Çanakkale Savaşları‟nda hayatını yitiren hukuk öğrencisi Subay Ali Osman‟la yaşamını, onun kimliğine bürünüp sürdüren Alican Çavuş‟un birbirlerine dostça yaklaşımları, Anzak kızı Viki‟nin bir Anadolu kasabasında sevgiyle karşılanışı; eserin tezini destekleyici bir nitelik taşımakta, kahramanlar tarafından Doğu-Batı çatışmasının hiçe sayıldığını göstermektedir.

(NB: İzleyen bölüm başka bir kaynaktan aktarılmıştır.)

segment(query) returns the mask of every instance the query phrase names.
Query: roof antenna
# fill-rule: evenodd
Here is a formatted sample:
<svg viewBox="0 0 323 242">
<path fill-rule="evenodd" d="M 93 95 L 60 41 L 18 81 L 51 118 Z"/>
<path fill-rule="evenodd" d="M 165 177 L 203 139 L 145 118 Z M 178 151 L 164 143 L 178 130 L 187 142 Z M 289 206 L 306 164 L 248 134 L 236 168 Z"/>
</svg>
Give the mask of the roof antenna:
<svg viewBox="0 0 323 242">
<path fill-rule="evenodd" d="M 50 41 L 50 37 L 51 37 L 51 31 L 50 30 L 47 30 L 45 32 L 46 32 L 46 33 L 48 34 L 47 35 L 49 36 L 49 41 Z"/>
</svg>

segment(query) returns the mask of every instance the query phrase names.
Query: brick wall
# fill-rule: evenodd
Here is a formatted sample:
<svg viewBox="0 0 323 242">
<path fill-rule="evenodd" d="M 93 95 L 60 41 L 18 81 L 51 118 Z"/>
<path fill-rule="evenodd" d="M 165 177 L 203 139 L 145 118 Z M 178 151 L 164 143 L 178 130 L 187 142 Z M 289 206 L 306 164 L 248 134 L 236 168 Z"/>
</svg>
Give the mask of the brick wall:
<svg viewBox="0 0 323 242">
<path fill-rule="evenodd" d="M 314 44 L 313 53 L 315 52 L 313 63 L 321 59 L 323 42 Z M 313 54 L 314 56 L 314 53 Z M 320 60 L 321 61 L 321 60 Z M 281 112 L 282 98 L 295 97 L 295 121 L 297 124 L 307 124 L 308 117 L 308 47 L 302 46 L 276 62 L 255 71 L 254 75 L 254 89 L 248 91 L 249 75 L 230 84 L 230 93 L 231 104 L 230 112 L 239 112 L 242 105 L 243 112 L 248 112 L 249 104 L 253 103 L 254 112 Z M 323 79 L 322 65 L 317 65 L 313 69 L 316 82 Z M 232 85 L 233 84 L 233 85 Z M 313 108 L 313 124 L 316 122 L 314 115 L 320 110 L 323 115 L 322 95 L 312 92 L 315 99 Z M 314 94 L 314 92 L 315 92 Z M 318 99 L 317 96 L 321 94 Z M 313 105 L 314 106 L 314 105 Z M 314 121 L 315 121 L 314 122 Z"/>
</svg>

Eserin olay örgüsü yalın bir dille, görülen geçmiş zaman kullanılarak, bir düzen içerisinde, öyküleme tekniği ile okuyucuya sunulmaktadır. Anlatıcı, üçüncü tekil şahıs dili kullanarak tüm karakterlerin ne hissettiğini, ne düşündüğünü bilen “Tanrı anlatıcı”

niteliğindedir. Eserde bazı olaylar Beyaz Hala‟nın dilinden anlatılmaktadır ve tarihi savaşta yaşananları, eserin omurgasını oluşturan seksen beş yıllık sırrı; köylü şivesiyle konuşan yaşlı, bilge bir kadının yorumuyla okumak esere samimi bir hava katmaktadır.

Aralara katılan ve olayların kolayca çözümlenmesine yardımcı olan mektuplar ise romanı renklendirip tekdüzelikten uzaklaştırarak romana bir çeşitlilik getirmiştir. Tarihsel bir olay anlatıldığı için zaman zaman geriye dönüş tekniğinden de yararlanılmıştır. Olaylar 2000 yılında geçmektedir; fakat romanda Çanakkale Savaşları ele alındığından, sık sık

1915 yılına geri dönüşler yapılmaktadır. 1915 yılında meydana gelen bir olayın seksen beş yıl sonra ortaya çıkarılmasıyla iki tarih arasında gidiş gelişler yaşanmaktadır.

Betimlemelere ise geniş yer verilmiştir. “Gelibolu‟nun ayazı serttir. Ege‟den hiç beklenmeyecek kadar hırçındır, insafsızdır. Uğultulu seslerle ürkütücü bir hikâye anlatarak dolaşan rüzgâr, insanı döver, hırpalar. Sessiz ve incecik yağan erken bahar yağmuru rüzgârın anlattığı ürkütücü hikâyeyi anlamış kadar içini titretir insanın…” (sf 15). Gelibolu rüzgârının betimlendiği bu satırlarda rüzgâr ve yağmur kişileştirilmiştir. “O sırada dışarıdan, sesine güvenen iddialı bir horozun art arda yükselen tiz ötüşünü duydu.”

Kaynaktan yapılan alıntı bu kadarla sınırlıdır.